I just read an interesting article -- Stephen A. Saltzburg,
Evidence Supporting Advice of Counsel Defense (ABA Criminal Justice Spring 2018) [no link available]. Saltzburg.
here, is a prominent law professor and expert on rules of evidence in criminal trials; he makes his publications available on his publications page
here, but this article does not appear yet.
The article discusses
United States v. Scully, 877 F.3d 464 (2d Cir. 2017),
here, a significant opinion on the reliance on counsel defense.
Scully was not a tax case, but, as readers know, this defense (sometimes in a broader category of reliance on professional) often arises in tax cases to, if successful, defeat the government's evidence of willfulness.
Saltzburg concludes his discussion with the following "Lessons:"
- A defendant is entitled to rely on an advice of counsel defense provided there is some evidence to support the elements of that defense.
- In proving the advice of counsel defense, the defendant may testify to what counsel advised, may call counsel to testify about the advice, and may both testify and call counsel to testify in order to establish the defense.
- The advice provided by counsel is not offered for its truth, but to explain the defendant's state of mind, and is therefore not hearsay.
- An advice of counsel defense waives attorney-client privilege. So, in Scully's case, the government could call Tomao [the lawyer] as a witness even if Scully did not.
- The government has the burden of proving beyond a reasonable doubt that the defendant acted willfully and knowingly, and the advice of counsel defense does not shift the burden of persuasion to the defense.
- Jury instructions should make clear how the defense relates to the government's burden of persuasion.

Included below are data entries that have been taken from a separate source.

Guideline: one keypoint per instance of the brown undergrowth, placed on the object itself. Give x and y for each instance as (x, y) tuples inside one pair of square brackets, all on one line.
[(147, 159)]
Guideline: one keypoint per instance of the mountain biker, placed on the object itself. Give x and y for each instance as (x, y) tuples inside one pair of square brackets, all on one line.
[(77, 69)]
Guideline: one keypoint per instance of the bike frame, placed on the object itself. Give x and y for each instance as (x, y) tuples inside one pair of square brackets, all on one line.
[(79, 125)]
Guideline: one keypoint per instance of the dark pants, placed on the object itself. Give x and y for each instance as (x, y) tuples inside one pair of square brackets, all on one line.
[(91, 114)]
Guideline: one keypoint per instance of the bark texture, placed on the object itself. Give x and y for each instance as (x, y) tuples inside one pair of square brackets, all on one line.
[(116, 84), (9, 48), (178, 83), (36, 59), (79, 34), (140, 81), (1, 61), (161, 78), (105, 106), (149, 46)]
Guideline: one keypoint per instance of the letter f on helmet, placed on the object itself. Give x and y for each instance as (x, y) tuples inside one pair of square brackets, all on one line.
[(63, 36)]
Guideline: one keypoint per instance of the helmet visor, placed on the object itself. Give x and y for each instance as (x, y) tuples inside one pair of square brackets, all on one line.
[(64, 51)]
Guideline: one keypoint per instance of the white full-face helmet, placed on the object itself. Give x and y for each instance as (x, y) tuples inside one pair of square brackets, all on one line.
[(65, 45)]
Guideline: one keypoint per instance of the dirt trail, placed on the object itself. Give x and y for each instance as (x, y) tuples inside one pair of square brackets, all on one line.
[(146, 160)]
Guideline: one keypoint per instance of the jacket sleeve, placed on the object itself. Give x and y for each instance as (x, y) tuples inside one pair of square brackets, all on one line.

My only quibble with these numbered bullet points is that paragraph 1 seems to suggest that defendant must prove the defense. True, paragraph 5 says that the government must prove beyond a reasonable doubt that the defendant acted willfully and knowingly (which would be willfully in tax crimes). As
Scully makes clear, the advice of counsel defense is not really an affirmative defense that the defendant must prove in order to prevail. Rather, the defendant must prove only to the extent of creating doubt that the government had proved its case beyond a reasonable doubt. In this regard, the
Scully court said:
While “the prosecution must prove guilt beyond a reasonable doubt,” “the long-accepted rule was that it was constitutionally permissible to provide that various affirmative defenses were to be proved by the defendant.” Patterson v. New York, 432 U.S. 197, 211 (1977). An affirmative defense is “[a] defendant’s assertion of facts and arguments that, if true, will defeat the plaintiff’s or prosecution’s claim, even if all the allegations in the complaint are true.” Black’s Law Dictionary 451 (8th ed. 2004); see also Saks v. Franklin Covey Co., 316 F.3d 337, 350 (2d Cir. 2003). In a fraud case, however, the advice-of-counsel defense is not an affirmative defense that defeats liability even if the jury accepts the government’s allegations as true. Rather, the claimed advice of counsel is evidence that, if believed, can raise a reasonable doubt in the minds of the jurors about whether the government has proved the required element of the offense that the defendant had an “unlawful intent.” United States v. Beech-Nut Nutrition Corp., 871 F.2d 1181, 1194 (2d Cir. 1989). The government must carry its burden to prove Scully’s intent to defraud, and that burden does not diminish because Scully raised an advice-of-counsel defense. Accordingly, the district court must advise the jury in unambiguous terms that the government at all times bears the burden of proving beyond a reasonable doubt that the defendant had the state of mind required for conviction on a given charge.
That said, defendants are entitled to an advice-of-counsel instruction only if there are sufficient facts in the record to support the defense. United States v. Evangelista, 122 F.3d 112, 117 (2d Cir. 1997). There must be evidence such that a reasonable juror could find that the defendant “honestly and in good faith sought the advice of counsel,” “fully and honestly laid all the facts before his counsel,” and “in good faith and honestly followed counsel’s advice.” United States v. Colasuonno, 697 F.3d 164, 181 (2d Cir. 2012) (brackets and internal quotation marks omitted). Once the evidence meets that threshold, it is for the government to carry its burden of proving fraudulent intent beyond a reasonable doubt and for the jury to decide whether that burden was met. It is therefore potentially confusing to instruct the jury that the defendant “has the burden of producing evidence to support the defense” n5 or must “satisfy” the elements of the defense, or that it is the jury’s job to determine whether the defense was “established.” App’x 368–70.
n5 The "burden of producing evidence," App'x 368, simply means that the issue is not for the jury's consideration at all absent some evidence of the required facts. Whether that burden is met is thus, in the first instance, for the court to decide. See, e.g., United States v. Bok, 156 F.3d 157, 164 (2d Cir. 1998). It is generally preferable, in our view, not to use the language of "burden of production" in jury instructions for fear that it would confuse the jury about the all-important burden of proof that remains on the prosecution.